When changing things, always do so with your users in mind. Make changes that will make their lives easier. A meaningless self-serving change can kill your product as surely as a key feature that doesn’t work.
7. Usability Is Secondary
Many companies still believe that it doesn’t really matter whether or not their product is usable, as long as it delivers in functionality. It’s difficult to argue with the entire company, so if you’re a UX Designer, don’t even try to argue this point.
Instead, work hard to provide a vision of what your products might look like. Build an interactive prototype that would show the alternative and try to present it to whoever is the decision maker in your company. Being able to involve some of the company’s customers also helps; customer feedback is usually a great leverage.
Demonstrate your knowledge of the customer’s problems by showcasing one or two of the most frequent scenarios and point out the different experiences the users achieve in the “current” solution and in the “new” one.
If this doesn’t work, there is only one advice I can give you: move on. A UX Designer has no place in a company whose “don’t-care” approach comes from its key players.
8. UX Design Is About Colors And Icons
It’s curious how wide-spread this myth is. It’s almost as if icons and color were magic spells that somehow, miraculously, make a product better.
A designer I’ve worked with used to say: “I may add a ribbon to a turd and polish it if you want me to.

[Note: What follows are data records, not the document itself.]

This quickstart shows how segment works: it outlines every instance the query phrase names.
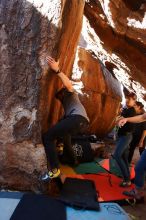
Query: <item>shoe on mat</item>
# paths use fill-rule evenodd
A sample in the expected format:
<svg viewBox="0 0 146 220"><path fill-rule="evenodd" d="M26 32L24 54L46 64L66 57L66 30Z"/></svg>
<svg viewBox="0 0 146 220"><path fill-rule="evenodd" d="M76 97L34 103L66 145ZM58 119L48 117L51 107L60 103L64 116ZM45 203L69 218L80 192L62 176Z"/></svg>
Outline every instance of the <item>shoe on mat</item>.
<svg viewBox="0 0 146 220"><path fill-rule="evenodd" d="M138 192L135 189L132 189L130 191L124 191L123 194L126 195L126 196L133 197L133 198L138 199L138 200L144 198L144 193L143 192Z"/></svg>
<svg viewBox="0 0 146 220"><path fill-rule="evenodd" d="M121 187L128 187L131 186L131 181L122 181L119 186Z"/></svg>
<svg viewBox="0 0 146 220"><path fill-rule="evenodd" d="M51 179L59 177L59 175L60 175L60 169L56 169L56 172L51 170L51 171L48 171L48 172L44 173L40 177L40 180L46 182L46 181L49 181Z"/></svg>

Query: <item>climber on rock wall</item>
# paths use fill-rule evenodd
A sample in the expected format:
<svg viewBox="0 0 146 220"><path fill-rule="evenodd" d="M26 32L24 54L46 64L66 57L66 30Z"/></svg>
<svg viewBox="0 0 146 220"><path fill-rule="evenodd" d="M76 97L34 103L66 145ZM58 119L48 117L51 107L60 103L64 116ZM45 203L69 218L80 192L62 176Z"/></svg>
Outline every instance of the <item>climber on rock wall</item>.
<svg viewBox="0 0 146 220"><path fill-rule="evenodd" d="M64 87L56 94L56 98L62 103L65 115L62 120L43 134L42 139L48 161L48 172L41 176L42 181L47 181L60 175L59 160L55 145L56 140L63 137L64 146L72 160L70 162L75 164L73 149L71 147L71 136L84 132L89 125L86 110L81 104L71 81L59 69L59 62L56 62L52 57L47 57L46 61L54 71L54 77L59 77L63 83Z"/></svg>

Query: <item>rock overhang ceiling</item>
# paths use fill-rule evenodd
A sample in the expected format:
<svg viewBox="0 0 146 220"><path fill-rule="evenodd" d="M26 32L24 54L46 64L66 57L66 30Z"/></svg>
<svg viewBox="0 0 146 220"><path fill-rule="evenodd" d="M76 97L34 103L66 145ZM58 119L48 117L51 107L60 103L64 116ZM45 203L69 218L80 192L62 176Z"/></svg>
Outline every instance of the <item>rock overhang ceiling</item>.
<svg viewBox="0 0 146 220"><path fill-rule="evenodd" d="M145 0L86 0L80 46L146 104Z"/></svg>

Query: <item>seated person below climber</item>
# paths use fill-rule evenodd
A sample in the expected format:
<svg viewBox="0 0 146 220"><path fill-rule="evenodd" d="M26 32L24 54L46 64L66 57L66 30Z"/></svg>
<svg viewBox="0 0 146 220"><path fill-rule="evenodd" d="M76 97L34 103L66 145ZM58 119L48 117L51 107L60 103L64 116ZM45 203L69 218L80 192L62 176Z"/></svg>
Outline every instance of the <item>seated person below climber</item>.
<svg viewBox="0 0 146 220"><path fill-rule="evenodd" d="M57 144L59 160L62 164L76 166L80 163L92 162L95 158L106 157L105 143L103 141L92 141L92 135L74 136L71 138L73 152L68 155L66 146L60 141ZM73 159L74 158L74 161ZM73 163L74 162L74 163Z"/></svg>
<svg viewBox="0 0 146 220"><path fill-rule="evenodd" d="M63 83L64 88L56 94L56 98L59 99L63 105L65 115L62 120L43 134L48 171L41 176L42 181L47 181L60 175L59 160L55 145L56 140L63 137L66 151L68 155L71 155L72 160L74 160L72 156L74 154L71 146L71 136L84 132L89 125L86 110L80 102L71 81L60 71L59 62L56 62L52 57L47 57L46 61L49 67L54 71L54 77L59 77ZM72 162L74 163L74 161Z"/></svg>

However the result will still be a polished turd with a ribbon.”
Rough as it may sound, it’s inevitably true. A company cannot expect brilliant mind-blowing awesomeness when all the Designer is allowed to do is – to tie a ribbon ’round a turd.

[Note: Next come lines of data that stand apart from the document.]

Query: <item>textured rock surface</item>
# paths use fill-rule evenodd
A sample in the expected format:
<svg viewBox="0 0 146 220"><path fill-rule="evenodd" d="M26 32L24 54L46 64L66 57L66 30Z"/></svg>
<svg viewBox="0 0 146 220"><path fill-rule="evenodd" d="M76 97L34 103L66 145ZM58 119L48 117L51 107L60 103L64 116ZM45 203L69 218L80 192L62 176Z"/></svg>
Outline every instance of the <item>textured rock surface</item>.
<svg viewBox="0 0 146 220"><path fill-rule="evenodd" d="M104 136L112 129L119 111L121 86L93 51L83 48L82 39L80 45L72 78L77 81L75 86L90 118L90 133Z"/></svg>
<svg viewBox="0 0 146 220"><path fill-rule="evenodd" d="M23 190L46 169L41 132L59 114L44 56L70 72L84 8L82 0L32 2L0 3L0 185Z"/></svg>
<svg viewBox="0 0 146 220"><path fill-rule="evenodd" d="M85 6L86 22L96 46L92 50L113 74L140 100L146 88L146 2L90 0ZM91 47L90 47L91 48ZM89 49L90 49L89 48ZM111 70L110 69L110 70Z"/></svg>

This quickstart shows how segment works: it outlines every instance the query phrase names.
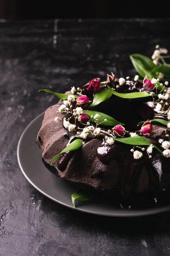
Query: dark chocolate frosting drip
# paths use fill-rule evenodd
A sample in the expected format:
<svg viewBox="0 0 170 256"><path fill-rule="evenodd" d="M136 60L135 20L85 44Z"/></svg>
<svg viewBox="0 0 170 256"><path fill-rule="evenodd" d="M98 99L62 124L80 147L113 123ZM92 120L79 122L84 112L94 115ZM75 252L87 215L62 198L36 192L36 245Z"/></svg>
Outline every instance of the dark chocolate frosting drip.
<svg viewBox="0 0 170 256"><path fill-rule="evenodd" d="M126 146L117 144L111 146L101 145L98 148L97 156L100 161L104 163L114 159L119 161L120 166L121 191L124 197L130 196L135 177L139 170L144 165L146 166L148 170L151 189L155 193L160 190L159 174L150 159L148 160L148 155L143 157L145 157L144 160L141 159L134 159L129 148L126 148Z"/></svg>

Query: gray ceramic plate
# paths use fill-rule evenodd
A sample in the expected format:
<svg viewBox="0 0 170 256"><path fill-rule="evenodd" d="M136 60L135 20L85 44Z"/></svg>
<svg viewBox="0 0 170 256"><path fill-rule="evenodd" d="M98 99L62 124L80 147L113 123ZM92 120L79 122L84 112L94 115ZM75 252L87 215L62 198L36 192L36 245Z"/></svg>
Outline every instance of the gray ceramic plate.
<svg viewBox="0 0 170 256"><path fill-rule="evenodd" d="M42 113L26 127L18 142L18 158L22 173L38 191L52 200L75 210L110 216L142 216L170 210L170 205L148 207L141 205L124 209L113 200L95 197L88 201L77 201L77 209L73 206L71 195L77 191L75 186L55 176L44 166L41 159L42 150L35 144L37 133L43 118Z"/></svg>

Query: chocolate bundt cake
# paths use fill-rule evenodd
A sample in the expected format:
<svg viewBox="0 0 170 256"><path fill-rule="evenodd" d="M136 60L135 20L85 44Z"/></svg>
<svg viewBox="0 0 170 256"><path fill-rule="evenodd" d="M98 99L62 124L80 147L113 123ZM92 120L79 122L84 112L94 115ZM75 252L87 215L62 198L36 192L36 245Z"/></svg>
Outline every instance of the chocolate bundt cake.
<svg viewBox="0 0 170 256"><path fill-rule="evenodd" d="M155 198L169 189L170 88L158 80L112 73L73 87L65 99L55 94L64 99L46 110L37 139L45 166L65 181L119 198ZM77 139L81 147L52 161Z"/></svg>

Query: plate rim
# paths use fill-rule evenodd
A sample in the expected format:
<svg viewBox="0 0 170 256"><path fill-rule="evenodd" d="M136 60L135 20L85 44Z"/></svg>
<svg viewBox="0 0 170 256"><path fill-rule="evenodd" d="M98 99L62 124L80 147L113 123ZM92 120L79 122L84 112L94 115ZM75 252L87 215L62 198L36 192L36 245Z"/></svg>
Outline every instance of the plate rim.
<svg viewBox="0 0 170 256"><path fill-rule="evenodd" d="M159 207L159 208L157 209L156 209L156 208L154 208L153 210L151 209L149 210L149 212L148 212L146 209L146 210L143 210L142 212L141 211L140 212L139 212L138 213L135 212L135 213L133 213L133 212L130 212L130 210L129 211L129 214L128 215L124 214L124 214L119 214L117 213L115 213L115 214L113 213L112 214L108 214L107 213L98 213L98 212L95 212L91 211L88 211L87 210L85 210L84 209L82 209L81 208L79 208L78 207L76 207L75 208L73 206L72 206L69 205L68 204L67 204L63 202L61 202L60 201L59 201L58 200L55 199L55 198L49 195L48 194L46 193L45 192L44 192L42 190L39 189L39 188L37 186L34 184L34 183L29 179L29 177L27 176L26 173L24 172L23 168L22 168L22 164L20 161L20 146L21 144L21 143L22 142L22 138L26 131L28 130L28 129L29 129L30 126L31 126L32 124L35 121L35 120L38 119L39 118L40 118L40 117L44 115L44 113L45 113L45 111L44 111L43 112L42 112L41 113L38 115L37 117L35 117L29 124L26 126L26 127L24 130L19 139L19 141L18 143L18 145L17 145L17 150L18 162L20 169L21 169L22 174L24 175L24 176L26 179L27 180L27 181L31 184L31 185L32 185L32 186L33 187L34 187L37 190L39 191L39 192L40 192L42 194L44 195L49 198L49 199L51 199L51 200L52 200L54 202L55 202L59 203L60 204L62 204L62 205L63 205L64 206L65 206L66 207L68 207L70 209L71 209L75 210L77 210L79 211L81 211L81 212L86 213L94 214L95 215L99 215L100 216L107 216L107 217L124 217L124 218L127 218L127 217L130 218L130 217L141 217L141 216L147 216L149 215L152 215L153 214L158 214L159 213L165 212L166 211L168 211L170 210L170 205L169 206L166 206L166 207ZM139 210L139 211L140 210ZM123 213L123 212L122 212L122 213Z"/></svg>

9. Tend To UX When Features Are Done
This is one of the worst things that can happen in software design: Features have been implemented, and now it’s time for the designer to do his magic and turn the ugly thing into a passable product. As a designer, I advise my fellow designers – don’t even try.
In my experience, a good UX Design requires a rather long process that begins with the UX Designer making a series of meetings with the Chief Architect, someone from Customer Relations, and the Product Manager. Together they need to determine what the product should bring to its users, and how.

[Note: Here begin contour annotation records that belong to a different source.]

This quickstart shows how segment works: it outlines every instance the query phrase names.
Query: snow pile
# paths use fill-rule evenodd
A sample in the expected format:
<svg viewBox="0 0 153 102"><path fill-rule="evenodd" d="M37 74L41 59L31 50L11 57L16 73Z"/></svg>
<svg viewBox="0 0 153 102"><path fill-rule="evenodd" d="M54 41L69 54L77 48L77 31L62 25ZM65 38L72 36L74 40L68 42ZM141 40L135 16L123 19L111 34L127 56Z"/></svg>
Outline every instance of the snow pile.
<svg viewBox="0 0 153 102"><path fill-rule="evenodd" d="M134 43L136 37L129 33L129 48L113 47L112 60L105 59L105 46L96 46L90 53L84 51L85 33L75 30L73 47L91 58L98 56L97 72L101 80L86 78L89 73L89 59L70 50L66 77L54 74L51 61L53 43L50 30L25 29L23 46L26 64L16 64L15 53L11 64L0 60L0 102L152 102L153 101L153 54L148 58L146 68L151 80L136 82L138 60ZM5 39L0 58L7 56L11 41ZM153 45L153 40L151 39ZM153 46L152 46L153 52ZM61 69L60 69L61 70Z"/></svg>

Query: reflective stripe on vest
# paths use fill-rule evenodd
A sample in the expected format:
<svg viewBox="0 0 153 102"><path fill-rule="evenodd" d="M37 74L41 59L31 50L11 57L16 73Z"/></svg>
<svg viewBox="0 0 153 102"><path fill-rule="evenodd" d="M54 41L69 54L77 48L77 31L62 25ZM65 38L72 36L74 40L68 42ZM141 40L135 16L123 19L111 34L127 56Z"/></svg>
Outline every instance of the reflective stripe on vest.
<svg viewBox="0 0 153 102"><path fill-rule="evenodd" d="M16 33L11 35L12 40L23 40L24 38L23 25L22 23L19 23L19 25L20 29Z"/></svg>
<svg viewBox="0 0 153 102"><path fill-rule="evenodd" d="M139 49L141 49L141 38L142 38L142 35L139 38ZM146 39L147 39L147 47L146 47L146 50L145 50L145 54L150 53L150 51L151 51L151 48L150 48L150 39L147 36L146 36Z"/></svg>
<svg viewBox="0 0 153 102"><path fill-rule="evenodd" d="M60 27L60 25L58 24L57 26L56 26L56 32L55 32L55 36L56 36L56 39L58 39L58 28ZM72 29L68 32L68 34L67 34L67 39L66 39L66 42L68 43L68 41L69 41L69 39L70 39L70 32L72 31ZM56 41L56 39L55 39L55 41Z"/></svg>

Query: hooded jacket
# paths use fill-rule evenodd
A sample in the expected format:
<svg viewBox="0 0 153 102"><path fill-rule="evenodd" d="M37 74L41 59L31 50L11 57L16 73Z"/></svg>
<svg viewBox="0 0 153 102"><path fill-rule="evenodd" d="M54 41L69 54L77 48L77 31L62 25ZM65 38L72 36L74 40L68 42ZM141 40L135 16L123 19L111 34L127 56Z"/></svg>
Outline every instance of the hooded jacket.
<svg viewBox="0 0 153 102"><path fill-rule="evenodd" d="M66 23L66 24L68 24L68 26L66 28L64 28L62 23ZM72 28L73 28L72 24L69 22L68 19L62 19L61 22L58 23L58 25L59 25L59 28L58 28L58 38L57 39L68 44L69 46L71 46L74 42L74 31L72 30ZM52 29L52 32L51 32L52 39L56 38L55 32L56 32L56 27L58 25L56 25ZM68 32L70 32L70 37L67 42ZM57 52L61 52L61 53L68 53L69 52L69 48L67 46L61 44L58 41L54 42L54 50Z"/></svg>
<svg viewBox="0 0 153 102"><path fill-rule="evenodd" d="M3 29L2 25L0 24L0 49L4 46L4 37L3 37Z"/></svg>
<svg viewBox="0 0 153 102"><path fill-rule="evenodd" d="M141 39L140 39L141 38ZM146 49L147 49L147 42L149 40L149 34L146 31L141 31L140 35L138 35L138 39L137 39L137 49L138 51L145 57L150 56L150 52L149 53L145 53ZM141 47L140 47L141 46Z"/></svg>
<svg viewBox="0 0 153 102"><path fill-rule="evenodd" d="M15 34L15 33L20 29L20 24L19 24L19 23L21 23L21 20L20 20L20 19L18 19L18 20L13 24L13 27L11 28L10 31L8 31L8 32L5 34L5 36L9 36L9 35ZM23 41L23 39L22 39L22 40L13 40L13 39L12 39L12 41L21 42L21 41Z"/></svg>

UX Design is inseparable from the process. Planning features is pointless unless you know how to present them and how your users are going to use them. Knowledge of the way your users’ minds work is one of the key attributes of a good UX Designer. Use that resource and listen to your designer.
Or don’t, and deliver the mediocre data-driven product that nobody cares for. The choice is yours.
10. Anyone Can Do UX
It is no random chance that this is the final of the Ten Myths. It is the most dangerous of them all.
To understand why, we must realize that User Experience is a highly specialized area. It requires practical experience, ability to listen and learn; a UX Designer must be able to analyze incoming requests and information and pinpoint the real core of the problem before suggesting a solution. A UX Designer must be able to put himself into the customer’s shoes and approach problems in new and innovative ways. Knowledge of human psychology helps, too. But most of all, a great UX Designer needs to be a rare combination of scientist and artist.
User Experience is both – an art and a science. The science part is about analyzing information, knowing the standards and being able to determine user expectations. The art of UX Design lies in the designer’s ability to be creative, innovative, and to deliver visually stunning results.
Just because you’ve seen a space shuttle on TV it doesn’t mean you could build one. Yet it appears that everyone who had ever seen a computer software feels knowledgeable enough to design one.
And that is why this final myth is so dangerous, and why so few companies have ever managed to deliver a truly stunning User Experience and most of them fail to deliver even a decent one.